*** Pakistan shelves plan to privatise power firms, angering IMF | THE DAILY TRIBUNE | KINGDOM OF BAHRAIN

Pakistan shelves plan to privatise power firms, angering IMF

Pakistan has shelved plans to privatise its power supply companies and will miss deadlines to sell other loss-making state firms, reneging on promises Islamabad had made to the IMF in return for a $6.7 billion bailout three years ago.

Two government officials with direct knowledge of the situation said International Monetary Fund officials meeting with Pakistani officials in Dubai this week were angered by the backtracking, but they expected the IMF would still release the remaining $1.6 billion to be disbursed.

The IMF is due to announce its decision on the next tranche, expected to be $500 million, at a news conference later on Thursday.

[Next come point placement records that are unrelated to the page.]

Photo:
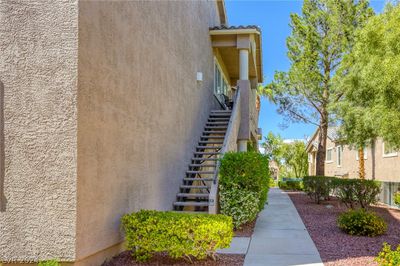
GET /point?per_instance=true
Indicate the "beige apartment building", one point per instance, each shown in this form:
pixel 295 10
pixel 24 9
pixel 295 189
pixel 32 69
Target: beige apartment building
pixel 382 162
pixel 103 106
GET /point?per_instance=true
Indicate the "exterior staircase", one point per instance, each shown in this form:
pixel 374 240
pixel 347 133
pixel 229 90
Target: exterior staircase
pixel 194 192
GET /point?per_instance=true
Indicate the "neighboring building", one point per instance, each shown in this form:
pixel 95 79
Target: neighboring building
pixel 382 163
pixel 102 105
pixel 274 169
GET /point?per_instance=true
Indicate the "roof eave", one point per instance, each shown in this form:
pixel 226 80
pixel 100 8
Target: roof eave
pixel 234 31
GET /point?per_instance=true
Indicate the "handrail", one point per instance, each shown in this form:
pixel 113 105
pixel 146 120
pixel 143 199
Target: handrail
pixel 236 102
pixel 213 199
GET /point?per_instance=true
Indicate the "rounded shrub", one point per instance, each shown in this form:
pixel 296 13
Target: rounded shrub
pixel 361 223
pixel 248 171
pixel 388 257
pixel 241 205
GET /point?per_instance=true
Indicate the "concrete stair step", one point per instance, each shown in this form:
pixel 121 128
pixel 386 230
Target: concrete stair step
pixel 193 186
pixel 211 142
pixel 216 119
pixel 197 195
pixel 197 179
pixel 204 159
pixel 202 165
pixel 209 147
pixel 212 137
pixel 191 203
pixel 216 115
pixel 214 132
pixel 200 172
pixel 217 123
pixel 220 111
pixel 215 127
pixel 206 153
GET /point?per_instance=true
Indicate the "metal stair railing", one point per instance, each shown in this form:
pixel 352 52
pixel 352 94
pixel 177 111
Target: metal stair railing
pixel 229 144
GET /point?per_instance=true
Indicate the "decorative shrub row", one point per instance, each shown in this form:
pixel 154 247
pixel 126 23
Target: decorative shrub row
pixel 241 205
pixel 397 198
pixel 243 173
pixel 296 185
pixel 349 191
pixel 178 234
pixel 361 223
pixel 388 257
pixel 318 187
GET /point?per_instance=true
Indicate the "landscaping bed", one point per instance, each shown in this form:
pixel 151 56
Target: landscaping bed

For all the IMF's frustration over the privatisation delays, the government has pushed ahead on other reforms, the Pakistani officials said, though there is another unspoken reason why Islamabad can expect the money to keep coming with little more than a reprimand.

Western allies, and neighbours Afghanistan and India, fear an economic meltdown would create a witches brew in the nuclear-armed Muslim nation of 190 million, mostly poor people, whose fragile democracy is under internal attack from militants.

Still, economists said a rebuke would send a negative signal to international financial markets about Prime Minister Nawaz Sharif's government.

"It was embarrassing and brutal," a senior Pakistani official present at the meeting, told Reuters, describing the IMF's response when mission head Harald Finger was told that the government had decided not to sell nine power distribution companies because of fear of labour unrest.

"It was nothing less than a dressing down. If the IMF still doesn't penalise us, then all I can say is, 'We're very lucky,'" the official said.

The other source, a senior finance ministry official who was also in Dubai, confirmed the account.

The finance ministry did not respond to calls seeking comment. A spokesman for the IMF said the Fund would not comment during a mission review.

The IMF loan had helped Pakistan stave off a default in 2013, when dwindling foreign exchange reserves covered less than six weeks of imports. Pakistan's reserves have since swelled to $20.5 billion in January from $11 billion in mid-2013.